Quasi nascosto perché incastonato nei palazzi all’angolo tra piazza Vittorio Emanuele II e via Napoleone III, il complesso della chiesa di Sant’Eusebio è uno dei gioielli del Rione Esquilino. La chiesa è una delle più antiche di Roma, menzionata già nel V secolo in un’iscrizione nelle catacombe dei Santi Marcellino e Pietro: secondo la tradizione, sorgerebbe sopra la domus di Eusebio, un presbitero romano del IV secolo morto di inedia proprio in casa dopo essere stato condannato dall’imperatore ariano Costanzo II agli arresti domiciliari.
Registrata negli atti del Concilio di papa Simmaco nel 499 e annoverata tra le stazioni quaresimali di Roma durante il pontificato di papa Gregorio Magno, la chiesa venne restaurata una prima volta già nell’VIII secolo. Nel 1238 fu rinnovata dalle fondamenta da papa Gregorio IX, che la riconsacrò dedicandola ai Santi Eusebio e Vincenzo, come è documentato da lunga iscrizione marmorea che ancora si può leggere nel portico. Nel Medioevo, la chiesa fu affidata ai monaci celestini e nel monastero annesso alla chiesa alla fine del Cinquecento si insediò una delle prime stamperie della città. All’inizio dell’Ottocento il complesso passò ai Gesuiti, che vi rimasero fino al 1873, quando il monastero divenne proprietà del governo italiano, mentre la chiesa divenne poco dopo parrocchia e fu affidata al clero secolare.

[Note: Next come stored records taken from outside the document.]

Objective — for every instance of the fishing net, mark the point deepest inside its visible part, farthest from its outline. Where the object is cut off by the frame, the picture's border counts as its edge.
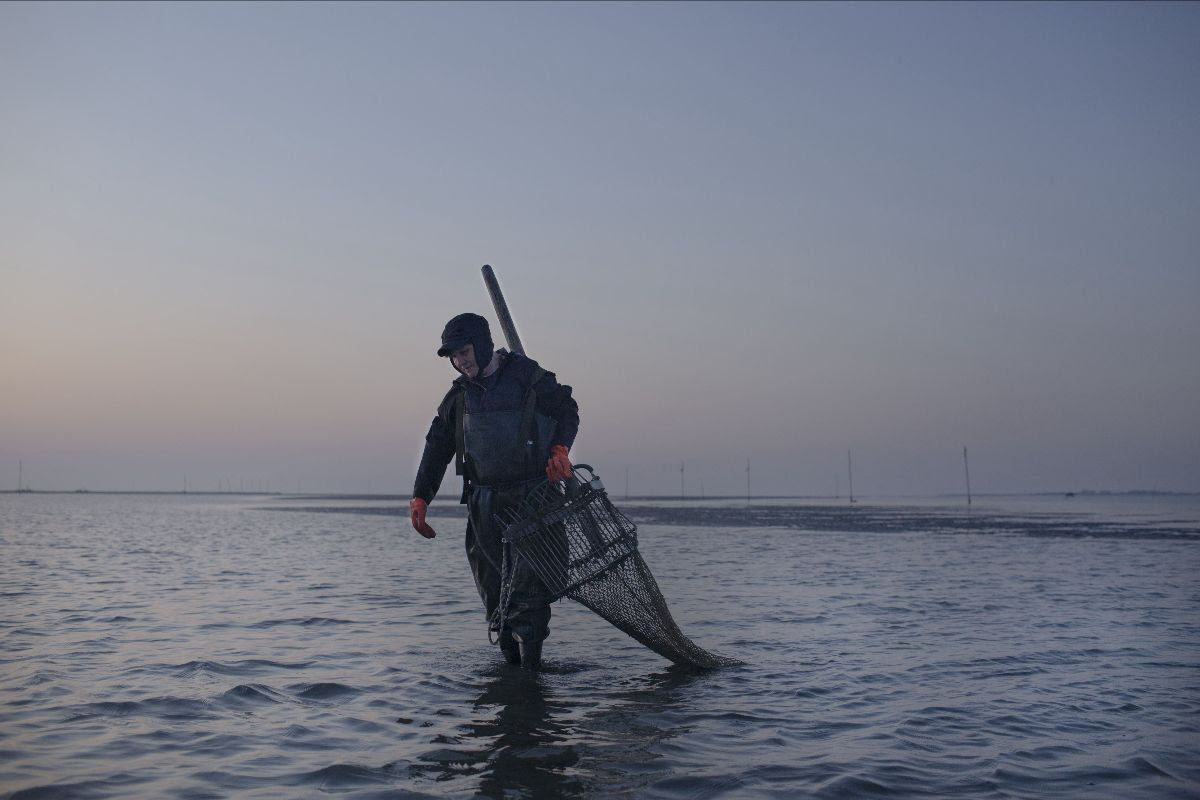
(582, 547)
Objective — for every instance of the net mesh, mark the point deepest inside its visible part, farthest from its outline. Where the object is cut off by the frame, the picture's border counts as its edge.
(582, 547)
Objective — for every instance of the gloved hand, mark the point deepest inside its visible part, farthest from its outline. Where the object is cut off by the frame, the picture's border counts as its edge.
(417, 507)
(558, 467)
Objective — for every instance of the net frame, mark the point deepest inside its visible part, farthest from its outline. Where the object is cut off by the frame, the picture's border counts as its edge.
(580, 546)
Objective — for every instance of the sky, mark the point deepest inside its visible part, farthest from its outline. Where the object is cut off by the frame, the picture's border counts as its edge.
(232, 234)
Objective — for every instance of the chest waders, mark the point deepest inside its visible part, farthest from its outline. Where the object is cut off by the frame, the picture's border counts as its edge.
(502, 455)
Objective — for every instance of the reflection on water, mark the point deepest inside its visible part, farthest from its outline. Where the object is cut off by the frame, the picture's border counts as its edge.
(527, 738)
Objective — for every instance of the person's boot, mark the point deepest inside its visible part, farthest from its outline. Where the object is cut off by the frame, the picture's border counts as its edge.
(531, 655)
(509, 647)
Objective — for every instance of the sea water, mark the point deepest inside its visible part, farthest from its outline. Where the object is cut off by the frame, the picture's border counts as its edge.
(233, 647)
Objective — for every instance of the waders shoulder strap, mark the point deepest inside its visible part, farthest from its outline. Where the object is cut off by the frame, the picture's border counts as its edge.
(527, 420)
(460, 440)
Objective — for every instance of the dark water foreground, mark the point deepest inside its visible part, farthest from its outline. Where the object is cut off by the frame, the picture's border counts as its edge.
(174, 647)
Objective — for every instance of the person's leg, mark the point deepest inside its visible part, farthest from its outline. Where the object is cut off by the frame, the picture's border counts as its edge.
(485, 557)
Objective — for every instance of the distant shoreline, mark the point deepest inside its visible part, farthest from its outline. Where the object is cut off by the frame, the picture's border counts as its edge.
(1081, 493)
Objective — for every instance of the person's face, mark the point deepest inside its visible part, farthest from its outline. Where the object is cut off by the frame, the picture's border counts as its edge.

Per i numerosi restauri e rifacimenti che hanno segnato la sua storia plurisecolare, della chiesa duecentesca rimane oggi solo il campanile con trifore. L’aspetto attuale della chiesa risale infatti per lo più al Settecento: la facciata elegante e movimentata con un portico a cinque archi fu realizzata nel 1711 da Carlo Stefano Fontana, nipote del più celebre Carlo Fontana, sotto il pontificato di Clemente XI. La scalinata a doppia rampa di accesso alla chiesa, che è rialzata rispetto al piano stradale, è molto più recente ed è dovuta ai lavori di sbancamento per la realizzazione di piazza Vittorio Emanuele II e della nuova zona residenziale sul colle Esquilino dopo la proclamazione dell’Unità d’Italia.
L’interno della chiesa, ristrutturato nel Seicento da Onorio Longhi (al quale si deve l’altare maggiore e l’area del presbiterio) e da Niccolò Picconi attorno alla metà del Settecento, ha una sobria decorazione a stucchi bianchi e dorati. L’opera più interessante è l’affresco della volta con la “Gloria di Sant’Eusebio” accompagnato da una moltitudine di figure angeliche: commissionato ad Anton Raphael Mengs nel 1757, è la prima grande commissione dell’artista boemo acclamato in tutta Europa come il maggiore esponente dell’arte neoclassica. Dalla sagrestia si può ammirare il chiostro attribuito a Domenico Fontana, oggi appartenente alle Forze di Polizia dello Stato italiano.
Più che per la sua storia e per le sue opere di pregio, la chiesa è nota ai romani soprattutto per la caratteristica benedizione degli animali che ogni anno si svolge sul suo sagrato il 17 gennaio, in occasione della festa di Sant’Antonio abate: una tradizione che all’Esquilino nasce nel 1437 e che fu trasferita nella chiesa di Sant’Eusebio ai primi del Novecento per motivi di sicurezza e ordine pubblico dalla vicina chiesa di Sant’Antonio Abate.